Presentation Authors: Ann Bisantz, Jeff Higginbotham*, Antara Satchidanand, Gina Aldrich, Ellen Bossert, Buffalo, NY, Taylor Kunkes, Getzville, NY, Mary Walters, Philippa Doherty, Lora A. Cavuoto, Khurshid A. Guru, Buffalo, NY
Introduction: This study examines how the surgical team accomplishes surgical communication at the micro-analytic-level. It documents how verbal, behavioral, and robotic console movements serve to move forward, delay, disrupt, and/or repair communication and activities related to surgical procedures. This taxonomy allows us to identify specific sources, repairs, and outcomes for each communication breakdown, permitting quantitative comparison of breakdown types across team members and their roles, tasks, interaction modes.
Methods: 10 robot-assisted radical prostatectomies (35 hours of recordings) were transcribed and coded by a trained research assistant and 100 interaction exchanges were randomly selected for analysis.
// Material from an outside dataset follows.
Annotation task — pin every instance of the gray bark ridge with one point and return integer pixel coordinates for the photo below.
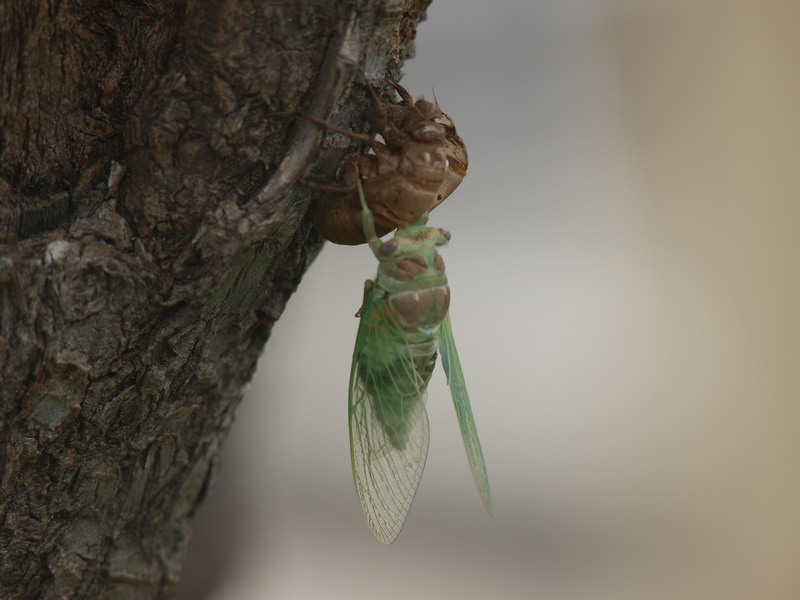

Topic-focused interactions were measured for structure, communication grounding, pragmatic function, interaction mode (e.g., voice, pointing), proximity, trouble sources breakdown level, and communication repair strategies. Outcome variables include the type, number, and duration of communication breakdowns.
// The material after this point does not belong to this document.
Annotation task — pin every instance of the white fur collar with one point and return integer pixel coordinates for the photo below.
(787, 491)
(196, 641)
Results: The number of speaking participants in a given surgery ranged from 2 - 13, with an average of 4.2 ( sd = 1.9). The 100 exchanges were comprised of 3840 utterances, whose frequency varied considerably across surgical roles (Table 1). The Surgeon produced most utterances (33%), meanwhile, others produced utterances which ranged between 10-15%. Questions were asked for 22% of all utterances, and repair-oriented questions occurred for 1/3 of all questions. The core surgical team (Surgeon, Assistant Surgeon, Bedside Assistant) produced most of the questions.The proportion of both overall and repair-oriented questions were distributed equally across participants (chi-square df=6 = 4.03 (p= 0.67)).
Conclusions: The expression of communication problems in Robot-Assisted Surgery are not authority-based, but situation-based. Results from this study will have implications for the design of better surgical communication protocols and will impact training, technology design, and ultimately safety.
Source of Funding: Bisantz & Higginbotham (Co- PIs). Communication in Robotic Assisted Surgery: Detailed Analysis to understand communication success, repair, and the consequences of miscommunication. 2016 IMPACT research grant (University at Buffalo).